Весь вечер, расстегнув черную суконную куртку и попивая из кружки свекольный кофе, Александр рассказывал о том, что делается на свете.

— На нас до этого года смотрели как на зачумленных, — задумчиво говорил он, — а сейчас дело иначе поворачивается. Правда, неурожай и голод опять развязали язык капиталистам. Они ждут нашей гибели и поэтому не торопятся заключать договоры…

— Неужели в мире нет честных людей, которые могли бы помочь России в таком несчастье? — волнуясь, спросила Марина.

— В мире, конечно, много честных людей, но они не имеют власти. Вы знаете, сколько времени честные люди уговаривают капиталистов: «Помогите России, помогите России!» А толк какой? Мы получаем только то, что собирают рабочие. А буржуи ждут, когда мы подохнем с голоду…

Александр застучал пальцами по столу. Перед его глазами встали переполненные беженцами вокзалы в голодающих губерниях, толпы черных от угольной пыли детей на перронах, санитарные носилки, на которых куда-то уносили метавшихся в тифозном бреду…

В Огнищанке Александр пробыл только шесть дней. За это время он успел сблизиться с Мариной. Вначале у него была обычная человеческая жалость к ней — он понимал, что жизнь Марины разбита, — а потом вдруг почувствовал, что его влечет к этой маленькой женщине нечто большее, чем жалость, ему хотелось подольше оставаться с ней наедине, слушать ее голос, касаться ее руки. Он испугался этого, стал сдерживать себя и всю свою внезапно нахлынувшую нежность перенес на Таю, семилетнюю дочку Марины.

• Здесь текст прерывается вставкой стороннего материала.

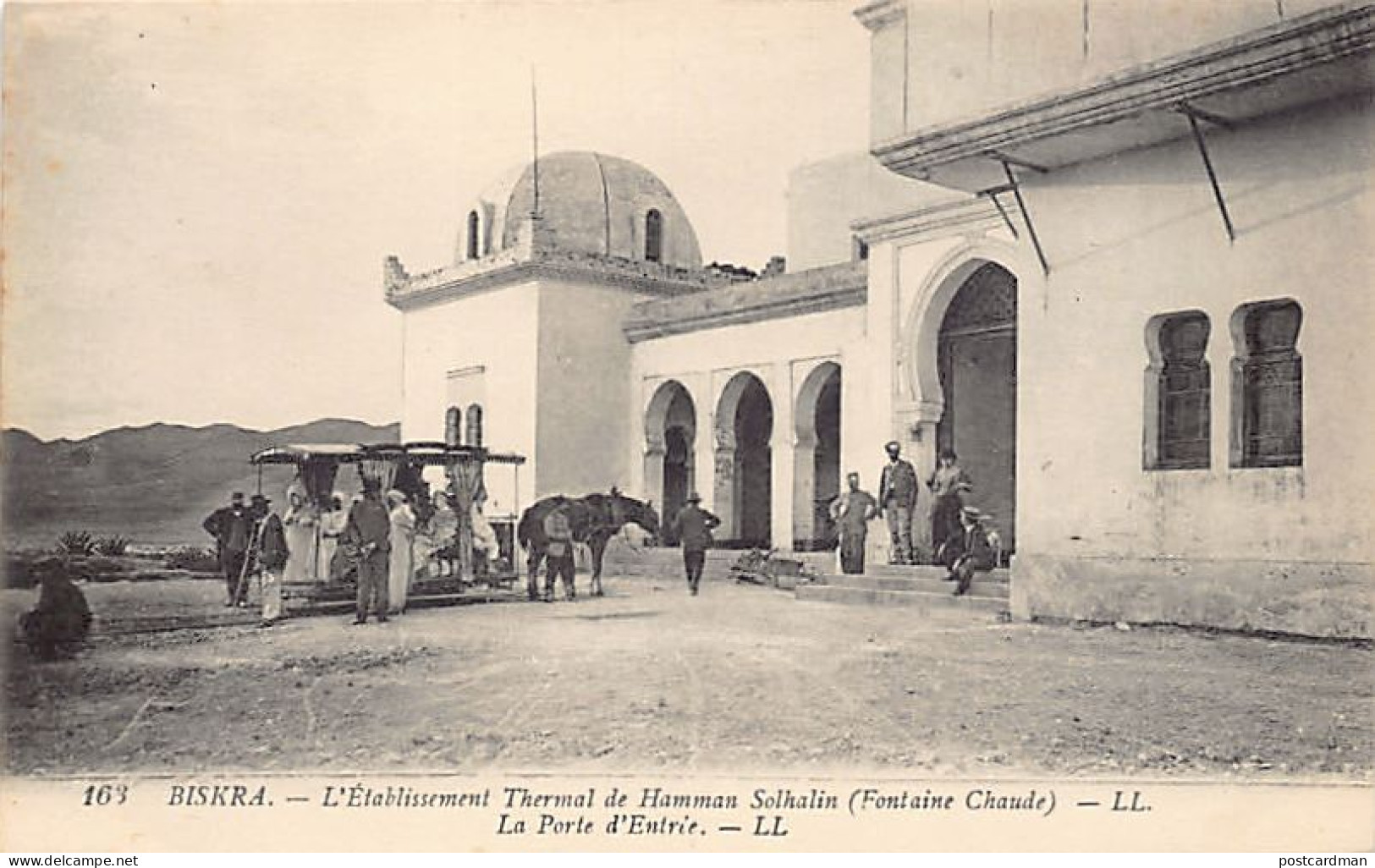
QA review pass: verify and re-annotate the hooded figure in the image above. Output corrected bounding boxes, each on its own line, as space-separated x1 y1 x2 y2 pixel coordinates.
282 483 319 585
315 491 348 582
19 561 91 660
387 488 415 613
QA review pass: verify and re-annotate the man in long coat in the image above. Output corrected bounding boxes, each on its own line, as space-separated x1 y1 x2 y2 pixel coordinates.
344 477 392 624
831 473 878 575
674 491 721 597
201 491 255 605
878 440 917 564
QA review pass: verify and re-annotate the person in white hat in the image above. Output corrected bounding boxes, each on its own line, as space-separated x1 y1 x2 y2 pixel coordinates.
674 491 721 597
878 440 917 564
948 506 994 597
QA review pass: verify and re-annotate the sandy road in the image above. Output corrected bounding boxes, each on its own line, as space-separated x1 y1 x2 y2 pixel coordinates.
6 580 1375 780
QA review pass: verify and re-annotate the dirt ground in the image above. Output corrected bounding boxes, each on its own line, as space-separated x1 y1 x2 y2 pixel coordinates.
0 576 1375 782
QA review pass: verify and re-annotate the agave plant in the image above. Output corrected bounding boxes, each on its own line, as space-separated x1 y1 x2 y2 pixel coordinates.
58 531 95 554
95 536 129 558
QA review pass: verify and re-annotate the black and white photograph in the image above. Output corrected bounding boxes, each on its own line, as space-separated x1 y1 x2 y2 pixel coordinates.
0 0 1375 853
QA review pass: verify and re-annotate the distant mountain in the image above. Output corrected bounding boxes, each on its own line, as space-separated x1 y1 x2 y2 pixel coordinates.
0 420 400 545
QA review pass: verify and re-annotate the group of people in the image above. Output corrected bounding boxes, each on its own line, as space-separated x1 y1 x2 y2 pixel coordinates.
831 440 997 596
204 477 497 627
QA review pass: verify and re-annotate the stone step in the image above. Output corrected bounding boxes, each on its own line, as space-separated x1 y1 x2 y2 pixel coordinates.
795 585 1008 615
820 569 1010 600
864 564 1012 582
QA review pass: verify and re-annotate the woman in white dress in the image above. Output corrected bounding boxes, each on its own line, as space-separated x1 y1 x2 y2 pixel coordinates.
282 486 319 585
315 491 348 582
387 488 415 613
431 491 458 575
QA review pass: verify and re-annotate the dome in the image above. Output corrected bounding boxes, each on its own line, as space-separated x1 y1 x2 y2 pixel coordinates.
458 151 701 268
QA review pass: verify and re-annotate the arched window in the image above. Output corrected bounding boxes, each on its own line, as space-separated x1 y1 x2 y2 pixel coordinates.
444 407 464 446
464 404 482 446
1146 310 1213 470
468 211 481 259
645 208 664 263
1232 299 1304 468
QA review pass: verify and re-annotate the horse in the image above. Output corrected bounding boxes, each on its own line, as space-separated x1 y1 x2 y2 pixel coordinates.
515 488 658 600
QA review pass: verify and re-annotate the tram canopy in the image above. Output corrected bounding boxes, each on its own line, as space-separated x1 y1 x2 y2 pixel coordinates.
249 443 525 465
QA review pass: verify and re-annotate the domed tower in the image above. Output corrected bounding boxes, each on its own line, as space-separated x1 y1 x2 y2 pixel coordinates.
455 151 701 270
383 151 719 510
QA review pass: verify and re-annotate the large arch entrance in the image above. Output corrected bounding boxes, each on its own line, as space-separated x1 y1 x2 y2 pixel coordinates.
645 380 697 545
792 362 840 550
937 263 1018 553
715 371 773 547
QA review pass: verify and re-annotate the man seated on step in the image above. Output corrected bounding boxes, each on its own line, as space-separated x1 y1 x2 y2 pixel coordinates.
942 506 996 597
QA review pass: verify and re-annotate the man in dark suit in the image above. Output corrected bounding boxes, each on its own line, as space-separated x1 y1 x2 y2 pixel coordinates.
950 506 994 597
674 491 721 597
201 491 255 605
878 440 917 564
545 505 578 602
343 476 392 624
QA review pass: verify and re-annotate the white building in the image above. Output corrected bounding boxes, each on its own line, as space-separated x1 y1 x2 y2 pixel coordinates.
387 0 1375 637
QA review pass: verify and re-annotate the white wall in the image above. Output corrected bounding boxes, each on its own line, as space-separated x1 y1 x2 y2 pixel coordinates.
402 283 539 514
787 152 954 271
536 282 636 497
872 0 1338 141
629 307 888 547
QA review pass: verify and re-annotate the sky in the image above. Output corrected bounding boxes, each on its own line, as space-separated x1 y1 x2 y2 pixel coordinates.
0 0 869 439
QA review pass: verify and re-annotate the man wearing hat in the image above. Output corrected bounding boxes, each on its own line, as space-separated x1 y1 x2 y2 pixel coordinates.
674 491 721 597
878 440 917 564
344 476 392 624
831 473 878 575
201 491 253 605
948 506 993 597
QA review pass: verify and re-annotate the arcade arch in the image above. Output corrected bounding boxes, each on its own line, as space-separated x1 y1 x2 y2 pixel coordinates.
713 371 774 547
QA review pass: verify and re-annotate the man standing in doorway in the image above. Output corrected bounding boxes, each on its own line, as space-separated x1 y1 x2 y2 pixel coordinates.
831 473 878 575
878 440 917 564
545 505 578 602
253 495 292 627
674 491 721 597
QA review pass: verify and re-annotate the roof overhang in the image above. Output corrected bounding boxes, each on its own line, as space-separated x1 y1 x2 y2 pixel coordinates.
387 253 713 310
622 260 869 343
872 3 1375 193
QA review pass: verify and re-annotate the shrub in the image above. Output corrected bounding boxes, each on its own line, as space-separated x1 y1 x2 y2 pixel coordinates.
162 547 220 572
58 531 95 554
95 536 129 558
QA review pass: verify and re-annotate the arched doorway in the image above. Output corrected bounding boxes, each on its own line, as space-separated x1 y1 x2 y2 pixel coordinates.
664 425 691 547
792 362 840 550
645 380 697 545
715 371 773 547
937 263 1018 553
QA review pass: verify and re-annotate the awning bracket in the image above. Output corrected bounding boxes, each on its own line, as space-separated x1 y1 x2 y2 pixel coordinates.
1179 103 1236 242
979 187 1021 239
998 157 1051 277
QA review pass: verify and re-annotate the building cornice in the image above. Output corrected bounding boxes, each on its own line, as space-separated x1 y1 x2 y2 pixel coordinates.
854 0 908 30
872 3 1375 178
850 197 1003 244
622 261 869 343
385 249 721 310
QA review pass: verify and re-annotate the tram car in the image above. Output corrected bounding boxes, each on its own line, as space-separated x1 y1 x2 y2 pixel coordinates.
250 443 525 608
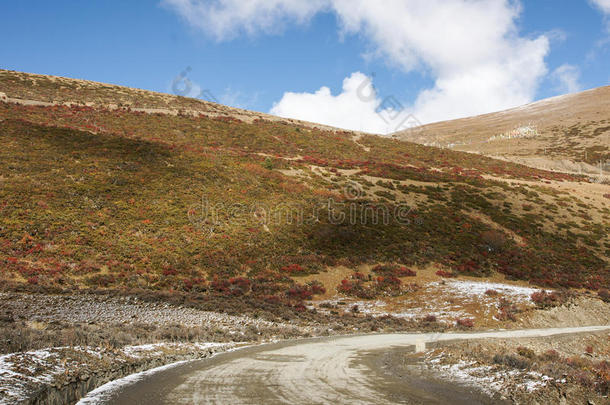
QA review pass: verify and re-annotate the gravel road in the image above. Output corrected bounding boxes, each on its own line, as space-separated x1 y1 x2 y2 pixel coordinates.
78 326 610 405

Тая была тонкая, гибкая, как вербовая лозинка, девочка с мягкими каштановыми волосами и темными влажными глазами. Когда-то она упала с лестницы, на переносице у нее остался едва заметный шрам, и это немного портило ее подвижное смуглое лицо. Она побаивалась малознакомого Александра, дичилась, угрюмо встречала его ласки и однажды сказала ему:

— Вы меня не трогайте. Я люблю своего папу, а вас никогда не полюблю, даже если мама…

— Что? — насупясь, спросил Александр.